Régions Nord-Pas-de-Calais

« Avec Zanello, Ramery Bâtiment complète son maillage géographique »

Avec 3 500 salariés et 471 millions d’euros de chiffre d’affaires, le groupe nordiste Ramery traverse la crise en maintenant son activité. Le président du directoire, Philippe Beauchamps, nous explique sa méthode.

Quels sont vos résultats 2010 ?

Nous avons connu en 2010 une croissance du chiffre d’affaires de 7 % à 470 millions d’euros. Sur quatre ans, nous avons donc enregistré une croissance moyenne de 15 % par an avec, bien sûr, une année compliquée en 2009 avec la crise.

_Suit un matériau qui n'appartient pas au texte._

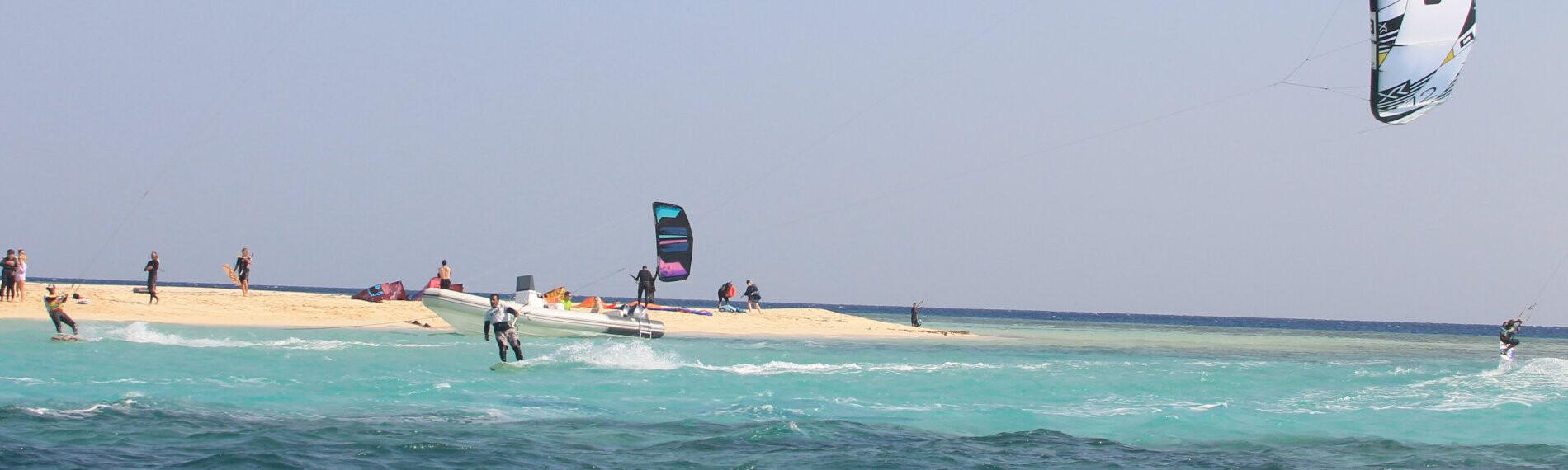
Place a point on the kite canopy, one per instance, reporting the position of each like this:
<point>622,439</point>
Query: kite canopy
<point>673,237</point>
<point>1421,47</point>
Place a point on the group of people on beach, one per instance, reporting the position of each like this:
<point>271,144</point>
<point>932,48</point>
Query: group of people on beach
<point>753,297</point>
<point>240,276</point>
<point>13,275</point>
<point>646,284</point>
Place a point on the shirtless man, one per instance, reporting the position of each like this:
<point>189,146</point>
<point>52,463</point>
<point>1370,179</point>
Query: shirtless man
<point>444,275</point>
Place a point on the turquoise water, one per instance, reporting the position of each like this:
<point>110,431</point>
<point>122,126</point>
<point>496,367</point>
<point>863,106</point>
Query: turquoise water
<point>1041,393</point>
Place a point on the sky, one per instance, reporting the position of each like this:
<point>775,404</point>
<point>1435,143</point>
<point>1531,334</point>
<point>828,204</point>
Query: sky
<point>1045,156</point>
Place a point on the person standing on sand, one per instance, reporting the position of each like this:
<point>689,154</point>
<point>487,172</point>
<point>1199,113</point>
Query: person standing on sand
<point>242,270</point>
<point>8,276</point>
<point>444,275</point>
<point>723,294</point>
<point>753,298</point>
<point>503,320</point>
<point>153,280</point>
<point>57,311</point>
<point>645,285</point>
<point>21,275</point>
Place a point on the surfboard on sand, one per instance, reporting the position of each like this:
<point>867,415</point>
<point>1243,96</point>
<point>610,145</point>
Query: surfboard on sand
<point>233,278</point>
<point>507,365</point>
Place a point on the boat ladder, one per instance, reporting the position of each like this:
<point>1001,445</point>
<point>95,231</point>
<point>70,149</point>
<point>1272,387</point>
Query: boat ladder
<point>645,329</point>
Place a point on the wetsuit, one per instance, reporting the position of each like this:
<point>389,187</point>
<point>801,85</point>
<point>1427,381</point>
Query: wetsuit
<point>8,278</point>
<point>1509,329</point>
<point>242,268</point>
<point>753,297</point>
<point>503,322</point>
<point>57,313</point>
<point>645,287</point>
<point>153,276</point>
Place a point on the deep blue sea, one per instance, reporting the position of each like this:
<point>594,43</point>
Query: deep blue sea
<point>1041,389</point>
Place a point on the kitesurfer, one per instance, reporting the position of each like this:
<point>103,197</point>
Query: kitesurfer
<point>444,275</point>
<point>153,280</point>
<point>57,309</point>
<point>8,276</point>
<point>753,298</point>
<point>725,292</point>
<point>242,270</point>
<point>21,275</point>
<point>503,320</point>
<point>1505,336</point>
<point>645,285</point>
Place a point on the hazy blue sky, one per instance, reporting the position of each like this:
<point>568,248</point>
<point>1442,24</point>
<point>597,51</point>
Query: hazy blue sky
<point>871,153</point>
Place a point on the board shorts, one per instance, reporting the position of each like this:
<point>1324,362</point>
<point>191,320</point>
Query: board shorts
<point>60,317</point>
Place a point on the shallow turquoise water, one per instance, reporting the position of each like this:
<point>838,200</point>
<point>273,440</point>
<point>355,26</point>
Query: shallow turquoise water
<point>1045,393</point>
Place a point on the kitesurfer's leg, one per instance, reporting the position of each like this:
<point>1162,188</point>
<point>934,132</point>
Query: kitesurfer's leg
<point>68,322</point>
<point>517,345</point>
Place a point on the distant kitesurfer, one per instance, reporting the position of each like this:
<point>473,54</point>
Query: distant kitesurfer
<point>444,275</point>
<point>1505,336</point>
<point>753,298</point>
<point>242,270</point>
<point>645,285</point>
<point>153,280</point>
<point>8,276</point>
<point>505,323</point>
<point>725,292</point>
<point>57,311</point>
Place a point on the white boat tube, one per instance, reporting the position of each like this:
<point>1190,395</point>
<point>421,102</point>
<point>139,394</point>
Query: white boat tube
<point>466,313</point>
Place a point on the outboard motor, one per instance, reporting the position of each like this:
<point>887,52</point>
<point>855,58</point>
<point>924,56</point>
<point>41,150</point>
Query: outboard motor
<point>526,295</point>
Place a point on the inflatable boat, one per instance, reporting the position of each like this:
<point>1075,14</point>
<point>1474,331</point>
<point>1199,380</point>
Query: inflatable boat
<point>466,313</point>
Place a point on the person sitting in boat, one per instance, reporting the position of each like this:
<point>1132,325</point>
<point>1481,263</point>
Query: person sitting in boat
<point>1505,336</point>
<point>503,320</point>
<point>57,311</point>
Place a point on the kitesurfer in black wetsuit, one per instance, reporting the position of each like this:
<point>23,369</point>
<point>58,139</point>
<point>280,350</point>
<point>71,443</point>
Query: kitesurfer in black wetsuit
<point>57,311</point>
<point>153,280</point>
<point>645,285</point>
<point>503,322</point>
<point>1505,336</point>
<point>242,270</point>
<point>753,298</point>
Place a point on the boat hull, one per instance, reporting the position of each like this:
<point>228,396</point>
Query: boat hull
<point>466,313</point>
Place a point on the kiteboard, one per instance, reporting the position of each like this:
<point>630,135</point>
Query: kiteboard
<point>507,365</point>
<point>233,276</point>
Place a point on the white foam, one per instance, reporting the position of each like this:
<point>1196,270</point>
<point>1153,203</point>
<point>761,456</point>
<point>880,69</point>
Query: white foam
<point>612,355</point>
<point>778,367</point>
<point>143,332</point>
<point>1536,381</point>
<point>78,414</point>
<point>1397,370</point>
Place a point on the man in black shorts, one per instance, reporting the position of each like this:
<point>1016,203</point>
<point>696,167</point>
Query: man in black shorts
<point>153,280</point>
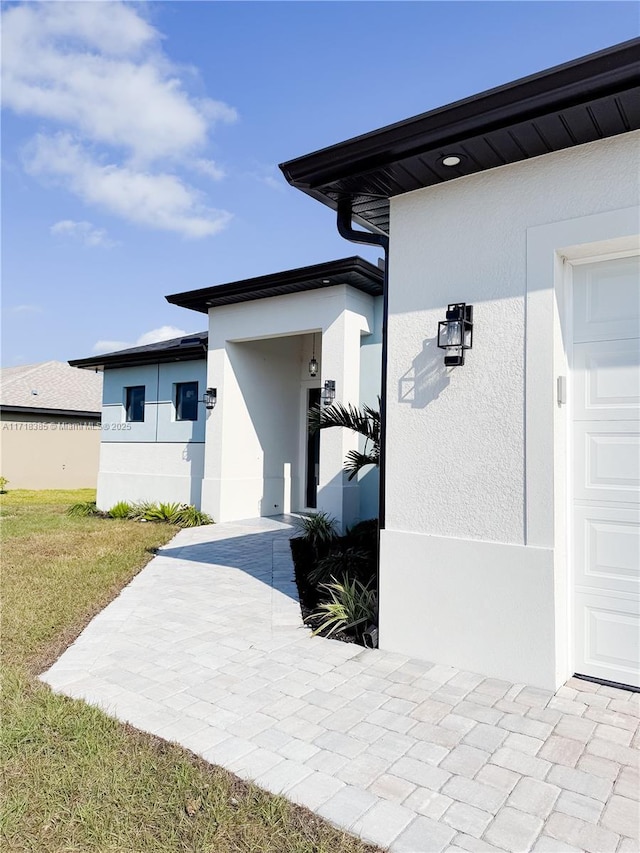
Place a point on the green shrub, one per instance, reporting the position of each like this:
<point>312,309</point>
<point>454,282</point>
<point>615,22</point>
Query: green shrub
<point>120,510</point>
<point>189,516</point>
<point>318,530</point>
<point>351,605</point>
<point>84,509</point>
<point>364,534</point>
<point>139,509</point>
<point>161,512</point>
<point>340,562</point>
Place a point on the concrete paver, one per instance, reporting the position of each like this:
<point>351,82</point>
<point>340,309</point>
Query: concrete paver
<point>206,647</point>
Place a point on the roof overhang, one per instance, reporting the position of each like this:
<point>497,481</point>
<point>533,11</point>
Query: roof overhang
<point>354,271</point>
<point>590,98</point>
<point>189,348</point>
<point>34,410</point>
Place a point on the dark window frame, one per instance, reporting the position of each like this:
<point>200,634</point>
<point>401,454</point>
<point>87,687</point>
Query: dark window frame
<point>180,403</point>
<point>131,405</point>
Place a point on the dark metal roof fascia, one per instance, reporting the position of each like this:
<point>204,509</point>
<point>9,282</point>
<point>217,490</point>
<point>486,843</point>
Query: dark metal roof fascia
<point>33,410</point>
<point>593,76</point>
<point>296,280</point>
<point>138,359</point>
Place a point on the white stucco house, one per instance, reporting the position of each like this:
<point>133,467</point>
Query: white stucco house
<point>510,484</point>
<point>272,344</point>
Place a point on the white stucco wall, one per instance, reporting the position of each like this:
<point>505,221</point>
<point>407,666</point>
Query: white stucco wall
<point>167,472</point>
<point>256,430</point>
<point>159,459</point>
<point>459,438</point>
<point>370,388</point>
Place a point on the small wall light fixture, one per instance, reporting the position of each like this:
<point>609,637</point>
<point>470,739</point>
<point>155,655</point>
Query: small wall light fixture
<point>455,333</point>
<point>313,364</point>
<point>210,398</point>
<point>329,392</point>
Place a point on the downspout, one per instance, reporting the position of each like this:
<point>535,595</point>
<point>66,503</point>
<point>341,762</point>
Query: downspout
<point>346,230</point>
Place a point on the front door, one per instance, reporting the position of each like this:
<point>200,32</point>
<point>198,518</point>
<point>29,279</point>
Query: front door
<point>606,469</point>
<point>313,455</point>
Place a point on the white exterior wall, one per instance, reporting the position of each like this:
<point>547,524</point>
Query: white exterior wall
<point>256,434</point>
<point>370,389</point>
<point>473,561</point>
<point>159,459</point>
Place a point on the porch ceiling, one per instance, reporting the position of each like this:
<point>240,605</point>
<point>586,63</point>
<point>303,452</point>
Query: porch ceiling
<point>354,271</point>
<point>590,98</point>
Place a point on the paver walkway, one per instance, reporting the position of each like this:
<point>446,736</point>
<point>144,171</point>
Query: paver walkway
<point>206,647</point>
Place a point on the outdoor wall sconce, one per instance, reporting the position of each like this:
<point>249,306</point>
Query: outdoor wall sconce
<point>313,364</point>
<point>455,333</point>
<point>210,398</point>
<point>329,392</point>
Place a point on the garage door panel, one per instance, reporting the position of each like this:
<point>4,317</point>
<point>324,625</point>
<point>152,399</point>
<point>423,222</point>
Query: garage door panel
<point>607,548</point>
<point>610,632</point>
<point>607,461</point>
<point>607,300</point>
<point>606,469</point>
<point>607,380</point>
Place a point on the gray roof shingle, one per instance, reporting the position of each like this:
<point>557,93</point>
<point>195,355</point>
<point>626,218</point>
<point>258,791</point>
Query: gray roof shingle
<point>51,385</point>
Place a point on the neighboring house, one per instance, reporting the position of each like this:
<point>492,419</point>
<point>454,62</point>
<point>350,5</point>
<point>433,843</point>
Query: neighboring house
<point>50,415</point>
<point>251,455</point>
<point>153,425</point>
<point>511,526</point>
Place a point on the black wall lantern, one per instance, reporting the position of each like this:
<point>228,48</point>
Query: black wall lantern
<point>313,364</point>
<point>455,333</point>
<point>210,398</point>
<point>329,392</point>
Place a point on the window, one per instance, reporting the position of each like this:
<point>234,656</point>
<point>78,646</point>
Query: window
<point>134,403</point>
<point>187,401</point>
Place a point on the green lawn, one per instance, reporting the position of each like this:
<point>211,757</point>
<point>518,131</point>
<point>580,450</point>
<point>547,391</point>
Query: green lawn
<point>74,779</point>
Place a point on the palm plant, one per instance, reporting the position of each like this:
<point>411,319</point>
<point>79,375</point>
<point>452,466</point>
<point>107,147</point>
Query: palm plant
<point>319,530</point>
<point>364,421</point>
<point>351,604</point>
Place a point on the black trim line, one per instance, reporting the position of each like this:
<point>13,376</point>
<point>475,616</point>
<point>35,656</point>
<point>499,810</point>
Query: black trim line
<point>603,681</point>
<point>348,232</point>
<point>66,413</point>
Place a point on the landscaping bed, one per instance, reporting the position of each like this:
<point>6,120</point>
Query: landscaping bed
<point>336,577</point>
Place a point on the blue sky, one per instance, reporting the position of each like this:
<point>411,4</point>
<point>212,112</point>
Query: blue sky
<point>140,141</point>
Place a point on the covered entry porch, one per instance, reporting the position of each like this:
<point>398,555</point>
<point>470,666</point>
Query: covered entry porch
<point>263,333</point>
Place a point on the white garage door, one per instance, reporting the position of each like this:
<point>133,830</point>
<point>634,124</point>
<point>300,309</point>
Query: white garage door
<point>606,479</point>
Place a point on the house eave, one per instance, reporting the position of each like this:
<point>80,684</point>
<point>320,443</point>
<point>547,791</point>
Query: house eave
<point>354,271</point>
<point>581,101</point>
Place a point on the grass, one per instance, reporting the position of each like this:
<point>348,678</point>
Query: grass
<point>73,778</point>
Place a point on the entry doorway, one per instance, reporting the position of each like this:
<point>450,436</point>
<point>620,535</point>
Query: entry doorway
<point>312,454</point>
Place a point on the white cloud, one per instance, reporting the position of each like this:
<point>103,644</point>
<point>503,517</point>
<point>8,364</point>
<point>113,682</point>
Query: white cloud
<point>209,168</point>
<point>101,347</point>
<point>160,201</point>
<point>127,121</point>
<point>270,177</point>
<point>85,232</point>
<point>25,309</point>
<point>163,333</point>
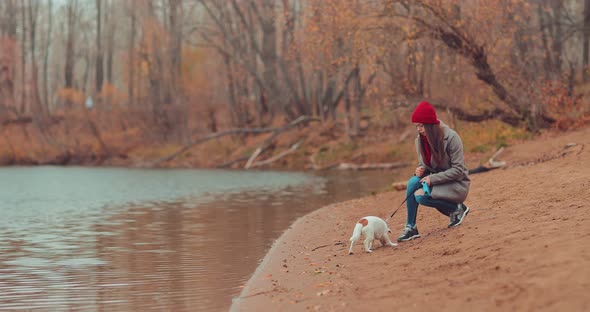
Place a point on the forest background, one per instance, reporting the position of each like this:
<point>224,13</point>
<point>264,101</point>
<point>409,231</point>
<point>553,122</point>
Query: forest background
<point>290,84</point>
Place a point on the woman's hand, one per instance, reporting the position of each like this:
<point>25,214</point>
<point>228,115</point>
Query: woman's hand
<point>419,171</point>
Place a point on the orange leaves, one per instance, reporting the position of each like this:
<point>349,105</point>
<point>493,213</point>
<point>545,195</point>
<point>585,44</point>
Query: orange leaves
<point>72,96</point>
<point>561,103</point>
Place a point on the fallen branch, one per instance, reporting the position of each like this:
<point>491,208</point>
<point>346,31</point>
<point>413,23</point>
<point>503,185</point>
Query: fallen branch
<point>350,166</point>
<point>320,247</point>
<point>229,163</point>
<point>279,156</point>
<point>491,164</point>
<point>267,143</point>
<point>204,139</point>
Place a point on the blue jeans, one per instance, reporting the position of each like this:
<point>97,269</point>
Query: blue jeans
<point>443,206</point>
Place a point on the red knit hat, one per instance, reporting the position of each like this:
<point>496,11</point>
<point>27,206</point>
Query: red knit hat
<point>425,114</point>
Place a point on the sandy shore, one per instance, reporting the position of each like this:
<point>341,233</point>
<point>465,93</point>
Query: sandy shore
<point>525,246</point>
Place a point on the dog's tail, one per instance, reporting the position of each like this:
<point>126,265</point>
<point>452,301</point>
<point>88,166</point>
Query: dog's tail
<point>356,234</point>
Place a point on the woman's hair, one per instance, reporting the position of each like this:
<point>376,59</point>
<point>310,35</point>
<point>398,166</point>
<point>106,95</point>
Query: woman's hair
<point>435,136</point>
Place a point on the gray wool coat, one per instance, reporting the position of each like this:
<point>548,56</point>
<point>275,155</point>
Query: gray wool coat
<point>449,180</point>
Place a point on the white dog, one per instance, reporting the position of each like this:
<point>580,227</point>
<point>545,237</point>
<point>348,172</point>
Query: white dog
<point>373,228</point>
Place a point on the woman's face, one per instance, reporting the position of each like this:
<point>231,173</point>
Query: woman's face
<point>420,128</point>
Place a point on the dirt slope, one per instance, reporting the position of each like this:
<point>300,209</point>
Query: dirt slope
<point>525,246</point>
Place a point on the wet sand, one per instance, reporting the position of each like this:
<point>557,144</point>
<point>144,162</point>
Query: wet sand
<point>525,246</point>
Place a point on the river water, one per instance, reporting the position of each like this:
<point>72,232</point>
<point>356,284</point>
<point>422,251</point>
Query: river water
<point>111,239</point>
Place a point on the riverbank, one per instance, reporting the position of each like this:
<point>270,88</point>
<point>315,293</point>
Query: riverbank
<point>525,246</point>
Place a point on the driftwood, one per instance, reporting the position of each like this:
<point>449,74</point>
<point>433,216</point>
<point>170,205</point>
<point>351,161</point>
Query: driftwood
<point>491,164</point>
<point>350,166</point>
<point>301,119</point>
<point>279,156</point>
<point>231,162</point>
<point>267,143</point>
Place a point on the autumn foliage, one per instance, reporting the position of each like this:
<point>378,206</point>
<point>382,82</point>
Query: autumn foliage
<point>171,71</point>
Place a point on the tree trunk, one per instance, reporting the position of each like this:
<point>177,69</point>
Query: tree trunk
<point>72,8</point>
<point>23,59</point>
<point>586,41</point>
<point>99,73</point>
<point>36,99</point>
<point>48,39</point>
<point>131,52</point>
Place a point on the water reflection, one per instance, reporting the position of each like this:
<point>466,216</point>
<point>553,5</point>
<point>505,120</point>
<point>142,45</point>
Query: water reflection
<point>176,255</point>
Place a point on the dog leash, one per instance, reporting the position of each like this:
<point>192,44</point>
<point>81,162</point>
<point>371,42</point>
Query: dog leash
<point>426,191</point>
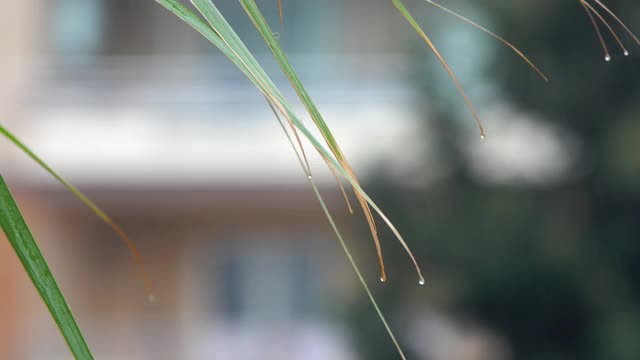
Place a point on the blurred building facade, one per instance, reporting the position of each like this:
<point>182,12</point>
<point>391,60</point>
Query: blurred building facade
<point>132,107</point>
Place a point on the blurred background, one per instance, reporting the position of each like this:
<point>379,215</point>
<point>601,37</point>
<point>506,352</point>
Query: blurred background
<point>528,240</point>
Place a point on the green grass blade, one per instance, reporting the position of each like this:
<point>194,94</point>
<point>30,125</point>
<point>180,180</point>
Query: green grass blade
<point>263,28</point>
<point>224,37</point>
<point>23,243</point>
<point>95,208</point>
<point>343,243</point>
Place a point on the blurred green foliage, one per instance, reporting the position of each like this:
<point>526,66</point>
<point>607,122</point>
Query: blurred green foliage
<point>553,270</point>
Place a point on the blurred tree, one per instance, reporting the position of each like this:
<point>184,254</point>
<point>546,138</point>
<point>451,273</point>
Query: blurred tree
<point>554,269</point>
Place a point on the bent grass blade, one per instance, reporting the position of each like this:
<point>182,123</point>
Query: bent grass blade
<point>95,208</point>
<point>494,35</point>
<point>343,243</point>
<point>405,13</point>
<point>25,246</point>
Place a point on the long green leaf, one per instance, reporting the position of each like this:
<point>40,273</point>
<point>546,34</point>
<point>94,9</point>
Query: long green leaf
<point>224,37</point>
<point>22,241</point>
<point>93,206</point>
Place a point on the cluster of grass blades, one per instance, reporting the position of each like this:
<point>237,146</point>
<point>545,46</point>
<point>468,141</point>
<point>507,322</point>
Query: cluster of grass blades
<point>211,24</point>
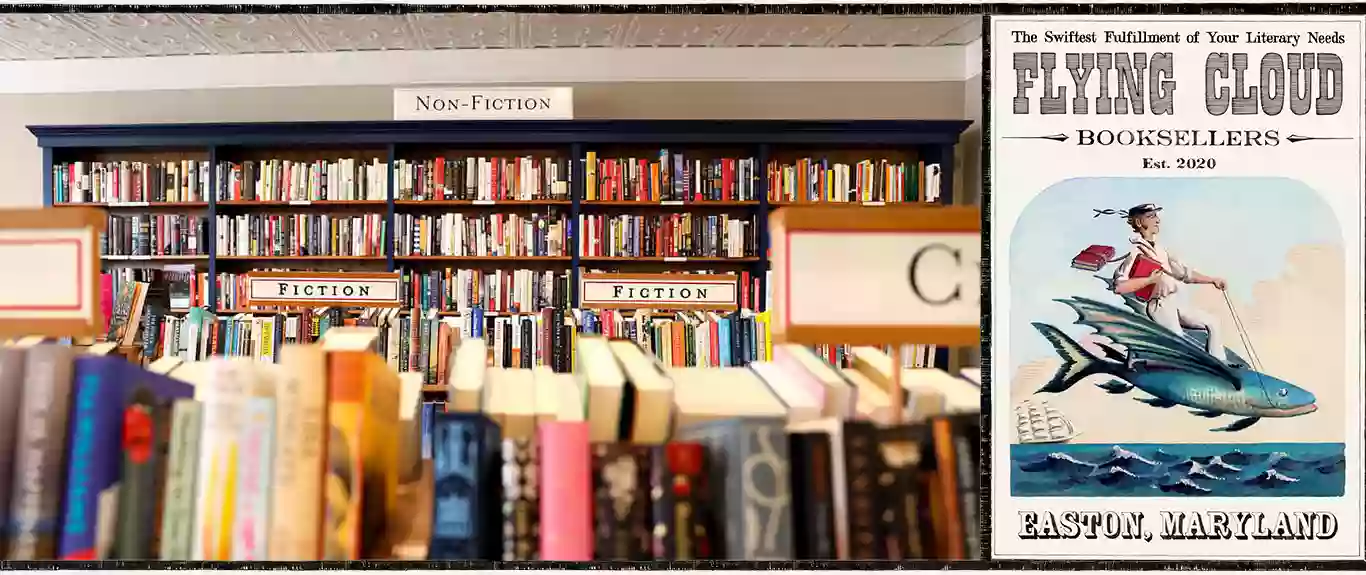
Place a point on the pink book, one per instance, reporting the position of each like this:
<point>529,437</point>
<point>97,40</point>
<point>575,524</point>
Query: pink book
<point>105,299</point>
<point>566,492</point>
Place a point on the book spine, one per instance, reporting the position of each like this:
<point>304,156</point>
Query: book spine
<point>344,484</point>
<point>252,519</point>
<point>11,398</point>
<point>622,501</point>
<point>301,443</point>
<point>93,467</point>
<point>462,465</point>
<point>676,484</point>
<point>145,443</point>
<point>224,403</point>
<point>761,471</point>
<point>861,475</point>
<point>521,506</point>
<point>566,492</point>
<point>178,510</point>
<point>34,510</point>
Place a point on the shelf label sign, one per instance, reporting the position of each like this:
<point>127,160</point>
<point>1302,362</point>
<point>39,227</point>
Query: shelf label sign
<point>56,256</point>
<point>659,291</point>
<point>889,275</point>
<point>325,288</point>
<point>484,104</point>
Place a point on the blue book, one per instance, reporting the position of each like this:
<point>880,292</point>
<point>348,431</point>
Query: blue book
<point>101,391</point>
<point>466,515</point>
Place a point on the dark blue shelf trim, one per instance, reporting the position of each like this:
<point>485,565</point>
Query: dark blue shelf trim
<point>500,133</point>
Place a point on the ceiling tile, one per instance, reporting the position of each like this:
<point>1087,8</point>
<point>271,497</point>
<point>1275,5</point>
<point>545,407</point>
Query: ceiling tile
<point>145,34</point>
<point>574,30</point>
<point>253,33</point>
<point>465,30</point>
<point>349,33</point>
<point>49,37</point>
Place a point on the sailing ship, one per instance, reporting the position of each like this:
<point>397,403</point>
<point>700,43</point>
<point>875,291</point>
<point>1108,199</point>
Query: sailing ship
<point>1042,424</point>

Comment avez-vous vécu la crise ?

La situation est très variable en fonction des métiers. Les TP ont particulièrement souffert pour deux raisons. D’abord en volume, avec la baisse de l’activité essentiellement dans l’industrie. Et puis, en valeur, avec une guerre des prix qui fait rage dans le secteur. Notre chiffre d’affaires est stabilisé dans les TP à 156 millions en 2010 contre 180 millions en 2008. Mais Ramery TP est parvenue à rester bénéficiaire. Je crains pour la profession que cette tension sur les prix, que nous constatons dans les TP mais aussi dans le gros œuvre, se répercute sur tous les lots.

Comment avez-vous réagi ?

Michel Ramery a refusé de licencier dans les TP au détriment de la rentabilité et du dividende. Le fait de ne pas être coté en bourse nous offre cette liberté. Au contraire, nous avons investi 3 millions d’euros dans notre nouvelle centrale d’enrobés à Arques. Et Rodrigue Lescaillet qui préside Ramery TP a eu la bonne idée de prospecter en Algérie. Nous y réalisons maintenant 20 millions de chiffre d’affaires.

Votre branche bâtiment a-t-elle souffert ?

Beaucoup moins, le contexte de marché est très différent et notre carnet de commandes est bien rempli jusqu’en 2012. Le volume est là avec un chiffre d’affaires de 163 millions en 2010, seuls les prix font défaut avec des tensions sur tous les marchés. Nous avons pris une participation minoritaire dans le groupe normand de gros œuvre Zanello, une entreprise familiale qui souhaitait s’allier à un groupe qui partage ses valeurs. L’accord conclu avec Bruno et Gino Zanello nous amènera au contrôle total de la société fin 2012. Elle réalise 30 millions de chiffre d’affaires et complète notre maillage géographique.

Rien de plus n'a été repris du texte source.